For each picture pair, the label will be

- *NoAndNo*: no animals on both pictures
- *NoAndYes*: no animal on the first picture and at least one on the second
- *YesAndNo*: at least one animal on the first picture and none on the second
- *YesAndYes*: at least one animal on the first and the second picture

**Grayscale differences**: Grayscale differences are very similar to colour differences. The only difference is that are based on the grayscale images.

## The analysis and methods

### (a) What are the main challenges that you envision for completing the project and how do you plan to get around each one?

**Environment modification**: Due to weather conditions and unvolontair factors, the background can change for the same trap leading to a significant modification of the environment. To counter this issue only images from the same independent event will be used. In addition, only images following in a period of time smaller than the time for change to occur will be used.

**Independent events with only one image**: As we saw previously, some events only contain one image. These events can't be used in case of the difference method and won't be used in the data set.

**Resolution of the images**: The resolution of the images is too large for the application (1536, 2048, 3) resulting in 3'145'728 features. To handle this issue, the resolution of each image will be reduced to (192, 256, 3), leading to 49'152 features.

### (b) What are the steps that you plan to take to achieve the end goals?

The steps of the work are given as follows:

1. Preprocess the dataset

2. Split the data in train and test sets.

3. Test different models of machine learning by tuning their hyperparameters.

4. Compare the results.

5. Define future improvements

### (c) Show us that you have a pipeline in place and that you understand the feasibility of your project goals.

#### *1. Preprocessing: \**
- Resizing the original data
- Creating grayscale data set
- Creating colour difference data set
- Creating grayscale difference data set
- Removing all images which are used with is not labelled by difference method
- Applying some preprocessing methods on the data sets (e.g.* histogram equalisation, denying, resizing, data augmentation such as noise, horizontal flip, rotations or shear).

#### *2. Splitting the data:*
- Split the data into stratified train, test sets.

#### *3. Fit and evaluate models*
- k-nearest neighbours
- Decision trees and random forest
- Support vector machines
- Fully connected neural networks
- Convolutional neural network

#### *4. Compare the results*
- Evaluate the accuracy of each model with each data set.
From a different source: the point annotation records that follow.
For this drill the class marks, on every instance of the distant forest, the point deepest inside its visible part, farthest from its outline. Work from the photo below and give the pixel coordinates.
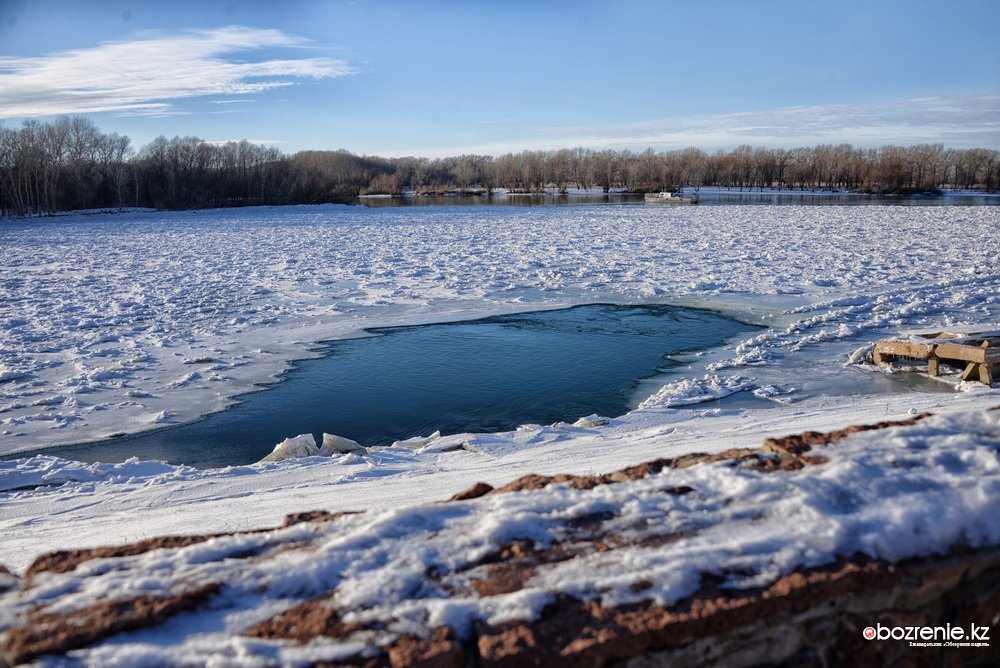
(70, 164)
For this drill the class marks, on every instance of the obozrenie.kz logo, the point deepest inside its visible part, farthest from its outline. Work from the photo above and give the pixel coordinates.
(947, 633)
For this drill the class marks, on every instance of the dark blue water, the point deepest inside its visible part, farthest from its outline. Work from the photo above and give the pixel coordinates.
(479, 376)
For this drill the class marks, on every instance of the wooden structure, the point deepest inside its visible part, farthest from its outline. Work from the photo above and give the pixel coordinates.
(977, 355)
(666, 197)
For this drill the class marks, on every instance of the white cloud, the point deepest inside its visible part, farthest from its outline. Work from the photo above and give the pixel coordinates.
(959, 121)
(137, 76)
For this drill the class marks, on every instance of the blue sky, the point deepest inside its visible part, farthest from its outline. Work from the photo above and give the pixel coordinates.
(439, 78)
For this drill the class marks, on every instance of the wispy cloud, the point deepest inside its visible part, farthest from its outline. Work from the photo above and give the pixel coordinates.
(956, 121)
(141, 76)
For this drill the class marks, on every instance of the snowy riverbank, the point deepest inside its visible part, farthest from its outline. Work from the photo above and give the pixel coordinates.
(121, 323)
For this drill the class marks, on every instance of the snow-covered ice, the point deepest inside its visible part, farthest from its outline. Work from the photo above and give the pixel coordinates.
(888, 494)
(119, 323)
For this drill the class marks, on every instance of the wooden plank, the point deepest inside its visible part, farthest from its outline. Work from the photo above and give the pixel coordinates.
(954, 351)
(971, 369)
(920, 351)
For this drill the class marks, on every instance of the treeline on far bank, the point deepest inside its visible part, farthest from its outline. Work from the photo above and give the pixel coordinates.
(70, 164)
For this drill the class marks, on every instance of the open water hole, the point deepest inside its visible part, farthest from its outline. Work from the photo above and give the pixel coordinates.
(477, 376)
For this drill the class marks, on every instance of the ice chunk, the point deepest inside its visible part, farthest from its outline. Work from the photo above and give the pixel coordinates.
(693, 391)
(592, 420)
(303, 445)
(333, 444)
(417, 441)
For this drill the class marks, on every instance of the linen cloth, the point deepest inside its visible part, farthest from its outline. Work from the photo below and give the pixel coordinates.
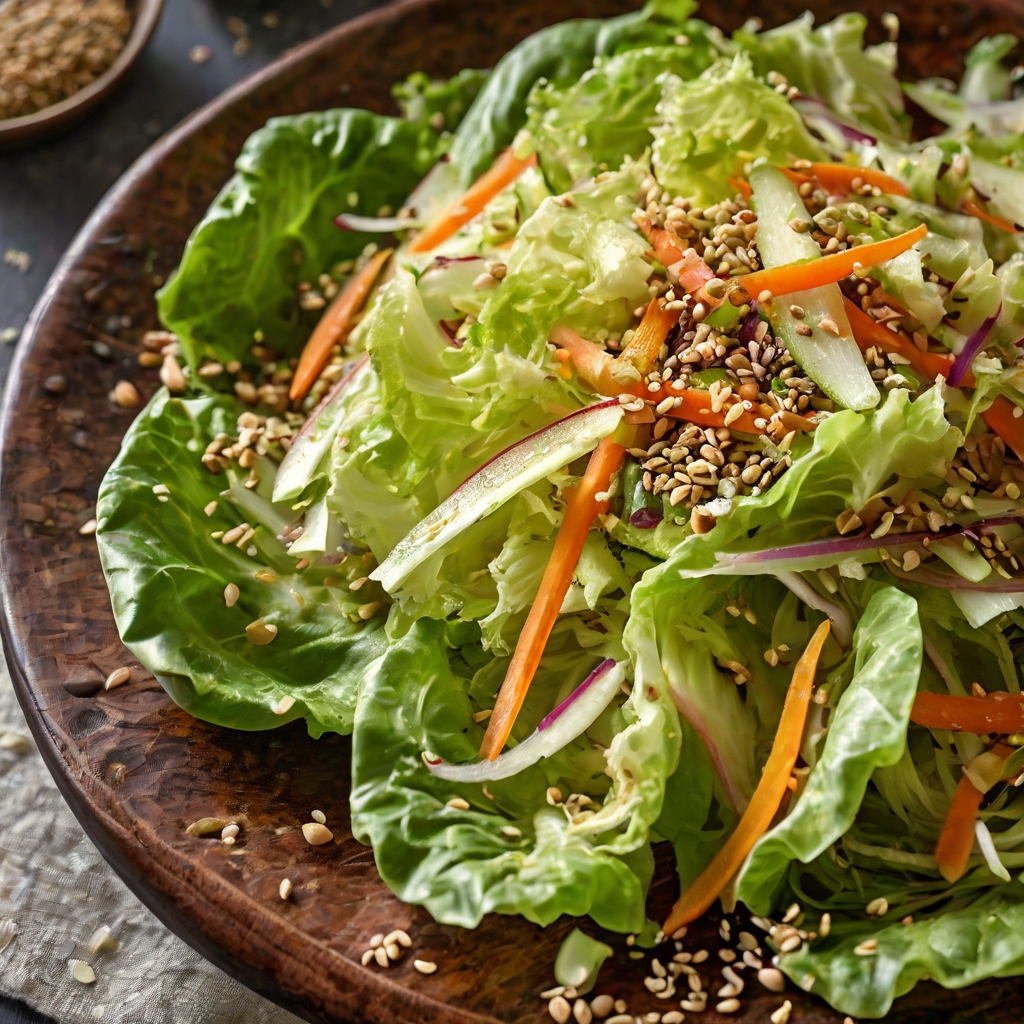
(55, 890)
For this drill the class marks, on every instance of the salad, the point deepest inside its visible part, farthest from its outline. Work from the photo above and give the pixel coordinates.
(625, 445)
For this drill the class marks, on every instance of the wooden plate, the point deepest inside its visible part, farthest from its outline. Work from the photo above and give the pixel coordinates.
(49, 121)
(134, 768)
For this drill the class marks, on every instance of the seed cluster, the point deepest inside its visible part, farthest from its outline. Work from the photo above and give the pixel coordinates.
(50, 49)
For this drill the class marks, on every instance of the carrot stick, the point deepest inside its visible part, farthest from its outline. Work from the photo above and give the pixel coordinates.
(868, 333)
(999, 417)
(649, 337)
(829, 269)
(996, 713)
(758, 816)
(976, 211)
(587, 501)
(956, 840)
(693, 275)
(506, 169)
(840, 178)
(333, 325)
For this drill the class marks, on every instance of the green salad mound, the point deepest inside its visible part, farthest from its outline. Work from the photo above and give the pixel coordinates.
(367, 540)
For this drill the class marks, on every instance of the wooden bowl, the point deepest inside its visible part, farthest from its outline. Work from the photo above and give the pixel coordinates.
(133, 767)
(15, 132)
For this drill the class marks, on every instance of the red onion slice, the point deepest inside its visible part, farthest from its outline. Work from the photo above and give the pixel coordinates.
(313, 440)
(518, 467)
(570, 719)
(375, 225)
(971, 348)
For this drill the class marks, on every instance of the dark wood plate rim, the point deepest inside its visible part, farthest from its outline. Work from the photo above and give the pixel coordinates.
(108, 835)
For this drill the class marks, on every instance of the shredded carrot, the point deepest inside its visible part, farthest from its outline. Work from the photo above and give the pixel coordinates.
(996, 713)
(765, 802)
(868, 333)
(332, 326)
(840, 178)
(741, 186)
(829, 269)
(506, 169)
(649, 337)
(956, 840)
(584, 504)
(999, 417)
(693, 275)
(976, 211)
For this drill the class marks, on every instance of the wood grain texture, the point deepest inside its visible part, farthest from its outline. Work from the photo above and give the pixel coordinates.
(134, 768)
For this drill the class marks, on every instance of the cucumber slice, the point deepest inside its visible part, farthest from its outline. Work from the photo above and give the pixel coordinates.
(835, 364)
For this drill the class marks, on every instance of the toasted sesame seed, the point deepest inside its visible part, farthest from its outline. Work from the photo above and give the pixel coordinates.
(316, 834)
(772, 979)
(117, 678)
(559, 1010)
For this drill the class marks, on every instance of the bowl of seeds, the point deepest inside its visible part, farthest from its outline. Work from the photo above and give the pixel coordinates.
(59, 58)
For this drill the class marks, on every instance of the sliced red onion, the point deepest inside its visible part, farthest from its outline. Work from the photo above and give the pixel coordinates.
(570, 719)
(971, 348)
(828, 551)
(993, 584)
(646, 518)
(315, 437)
(810, 108)
(375, 225)
(518, 467)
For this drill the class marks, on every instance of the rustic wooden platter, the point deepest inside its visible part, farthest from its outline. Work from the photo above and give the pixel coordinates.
(133, 767)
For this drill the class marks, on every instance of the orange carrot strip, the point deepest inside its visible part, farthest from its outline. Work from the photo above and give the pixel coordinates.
(333, 324)
(741, 186)
(693, 275)
(956, 840)
(999, 417)
(649, 337)
(581, 508)
(829, 269)
(996, 713)
(840, 178)
(765, 802)
(506, 169)
(976, 211)
(868, 333)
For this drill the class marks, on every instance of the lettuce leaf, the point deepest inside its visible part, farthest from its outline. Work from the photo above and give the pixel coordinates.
(832, 64)
(560, 54)
(167, 577)
(608, 114)
(713, 125)
(459, 863)
(272, 226)
(866, 730)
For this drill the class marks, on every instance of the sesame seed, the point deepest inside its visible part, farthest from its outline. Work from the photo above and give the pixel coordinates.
(117, 678)
(316, 834)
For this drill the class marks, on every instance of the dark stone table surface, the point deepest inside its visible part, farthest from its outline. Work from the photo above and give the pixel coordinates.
(48, 190)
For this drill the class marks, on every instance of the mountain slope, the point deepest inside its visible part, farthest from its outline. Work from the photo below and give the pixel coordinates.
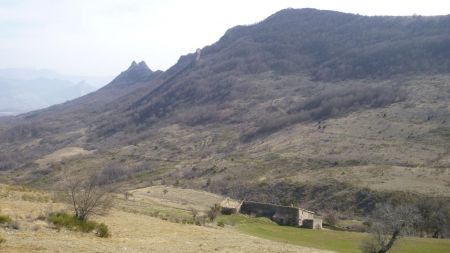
(315, 105)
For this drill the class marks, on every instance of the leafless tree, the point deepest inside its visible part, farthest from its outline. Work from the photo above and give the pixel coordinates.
(87, 196)
(213, 212)
(390, 224)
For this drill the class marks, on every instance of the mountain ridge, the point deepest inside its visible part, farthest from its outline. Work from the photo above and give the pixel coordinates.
(304, 101)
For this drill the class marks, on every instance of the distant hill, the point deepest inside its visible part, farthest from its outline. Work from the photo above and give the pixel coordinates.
(19, 96)
(331, 110)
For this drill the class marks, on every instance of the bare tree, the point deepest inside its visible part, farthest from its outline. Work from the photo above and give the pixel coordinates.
(87, 196)
(213, 212)
(390, 224)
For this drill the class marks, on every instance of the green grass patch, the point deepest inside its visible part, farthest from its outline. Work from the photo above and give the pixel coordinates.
(63, 219)
(339, 241)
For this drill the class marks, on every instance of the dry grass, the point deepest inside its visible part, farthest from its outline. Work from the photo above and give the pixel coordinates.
(130, 233)
(61, 154)
(177, 197)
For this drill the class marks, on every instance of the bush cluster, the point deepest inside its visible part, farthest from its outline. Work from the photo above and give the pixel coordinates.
(63, 219)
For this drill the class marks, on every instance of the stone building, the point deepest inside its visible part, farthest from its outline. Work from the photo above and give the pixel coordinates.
(282, 215)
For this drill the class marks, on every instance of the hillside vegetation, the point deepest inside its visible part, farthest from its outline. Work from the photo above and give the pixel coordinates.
(326, 110)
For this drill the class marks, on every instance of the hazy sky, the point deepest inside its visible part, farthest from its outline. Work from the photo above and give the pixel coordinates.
(102, 37)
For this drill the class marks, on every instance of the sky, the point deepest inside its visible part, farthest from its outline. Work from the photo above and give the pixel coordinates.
(103, 37)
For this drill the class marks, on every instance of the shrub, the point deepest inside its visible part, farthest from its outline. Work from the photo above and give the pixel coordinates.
(14, 225)
(331, 219)
(71, 222)
(5, 219)
(220, 224)
(103, 231)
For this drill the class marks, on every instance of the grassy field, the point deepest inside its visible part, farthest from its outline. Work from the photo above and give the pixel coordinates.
(133, 230)
(345, 242)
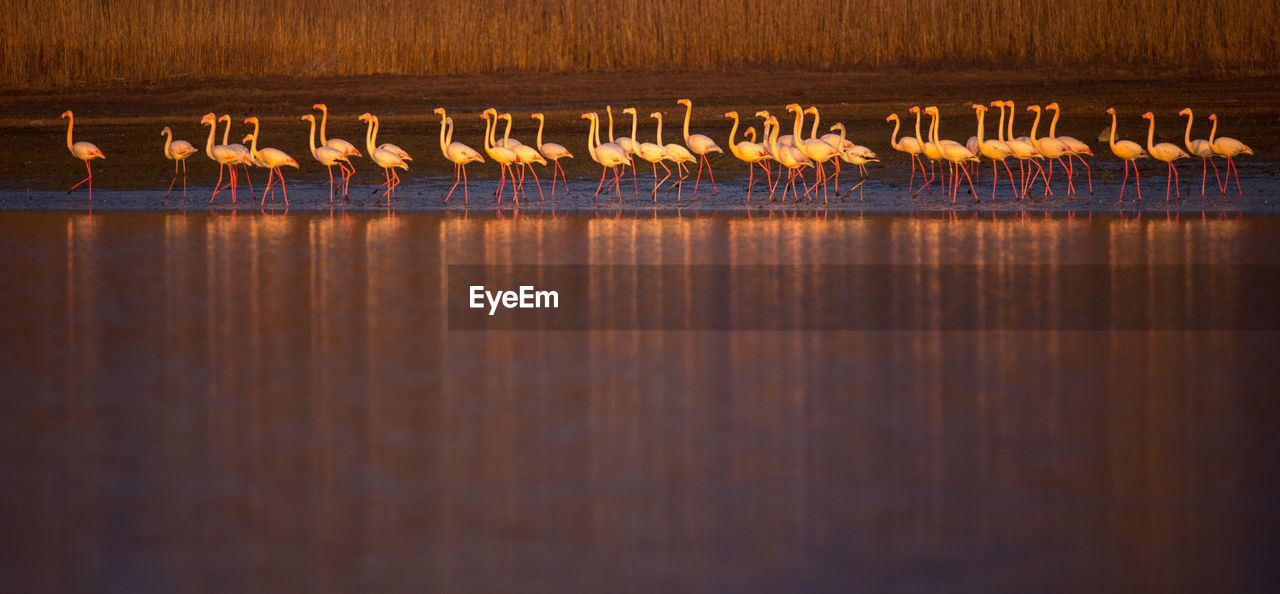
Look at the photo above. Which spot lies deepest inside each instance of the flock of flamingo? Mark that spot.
(795, 152)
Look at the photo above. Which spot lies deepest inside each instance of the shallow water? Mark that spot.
(245, 402)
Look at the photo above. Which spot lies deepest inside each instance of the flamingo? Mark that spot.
(609, 155)
(1202, 149)
(1074, 146)
(654, 154)
(525, 156)
(814, 149)
(85, 151)
(790, 158)
(906, 145)
(552, 151)
(460, 154)
(246, 159)
(676, 154)
(1224, 145)
(327, 155)
(1051, 149)
(223, 155)
(1023, 151)
(501, 155)
(339, 145)
(748, 152)
(272, 159)
(929, 149)
(699, 145)
(383, 158)
(1164, 151)
(1128, 151)
(956, 154)
(993, 149)
(626, 144)
(178, 151)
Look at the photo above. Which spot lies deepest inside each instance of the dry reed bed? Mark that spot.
(56, 42)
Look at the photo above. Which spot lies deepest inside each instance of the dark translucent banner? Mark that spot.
(864, 297)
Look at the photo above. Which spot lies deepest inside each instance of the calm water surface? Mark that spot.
(215, 402)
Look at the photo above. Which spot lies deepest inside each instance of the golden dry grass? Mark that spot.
(80, 42)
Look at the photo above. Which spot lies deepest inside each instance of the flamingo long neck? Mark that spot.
(689, 110)
(1151, 135)
(209, 145)
(311, 136)
(1112, 138)
(732, 132)
(227, 133)
(324, 120)
(1187, 136)
(1011, 110)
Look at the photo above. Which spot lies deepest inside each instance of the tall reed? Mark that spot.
(48, 42)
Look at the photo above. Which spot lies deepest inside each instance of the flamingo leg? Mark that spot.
(457, 178)
(603, 172)
(1125, 179)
#### *5. Define future improvements based on the results*
- Based on the results observe the kinds of images with which models have a problem and find out a preprocessing improvement.
- Define a baseline model from literature which could develop features to inject at the inlet of our models instead of the images pixels.


## The communication

The code sample will be implemented in several python scripts (.py) for convenience and simplicity (e.g. separation of pre-processing, training and testing). An additional notebook (.ipynb) will be included with analysis details and visualisation figures as a small report (similarly to this document).